Download or read book Congressional Record written by United States. Congress and published by . This book was released on 1971 with total page 1422 pages. Available in PDF, EPUB and Kindle. Book excerpt: The Congressional Record is the official record of the proceedings and debates of the United States Congress. It is published daily when Congress is in session. The Congressional Record began publication in 1873. Debates for sessions prior to 1873 are recorded in The Debates and Proceedings in the Congress of the United States (1789-1824), the Register of Debates in Congress (1824-1837), and the Congressional Globe (1833-1873)

Book Unhitched

Download or read book Unhitched written by Richard Seymour and published by Verso Books. This book was released on 2013-01-16 with total page 141 pages. Available in PDF, EPUB and Kindle. Book excerpt: Irascible and forthright, Christopher Hitchens stood out as a man determined to do just that. In his younger years, a career-minded socialist, he emerged from the smoke of 9/11 a neoconservative "Marxist," an advocate of America's invasion of Iraq filled with passionate intensity.
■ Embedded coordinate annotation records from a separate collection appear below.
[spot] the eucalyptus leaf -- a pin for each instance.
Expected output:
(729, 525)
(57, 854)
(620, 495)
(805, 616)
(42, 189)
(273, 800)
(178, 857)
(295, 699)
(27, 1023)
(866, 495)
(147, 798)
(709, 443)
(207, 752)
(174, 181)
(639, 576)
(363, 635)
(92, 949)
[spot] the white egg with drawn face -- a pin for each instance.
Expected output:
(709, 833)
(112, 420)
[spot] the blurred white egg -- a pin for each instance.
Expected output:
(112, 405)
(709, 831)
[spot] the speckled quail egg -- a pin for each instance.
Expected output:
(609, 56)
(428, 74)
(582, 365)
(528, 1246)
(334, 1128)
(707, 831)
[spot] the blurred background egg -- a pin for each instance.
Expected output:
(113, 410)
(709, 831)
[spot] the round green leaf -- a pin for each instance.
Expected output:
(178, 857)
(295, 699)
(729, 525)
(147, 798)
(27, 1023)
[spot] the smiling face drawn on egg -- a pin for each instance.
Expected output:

Throughout his life, he played the role of universal gadfly, whose commitment to the truth transcended the party line as well as received wisdom. But how much of this was imposture? In this highly critical study, Richard Seymour casts a cold eye over the career of the "Hitch" to uncover an intellectual trajectory determined by expediency and a fetish for power. As an orator and writer, Hitchens offered something unique and highly marketable. But for all his professed individualism, he remains a recognizable historical type-the apostate leftist. Unhitched presents a rewarding and entertaining case study, one that is also a cautionary tale for our times.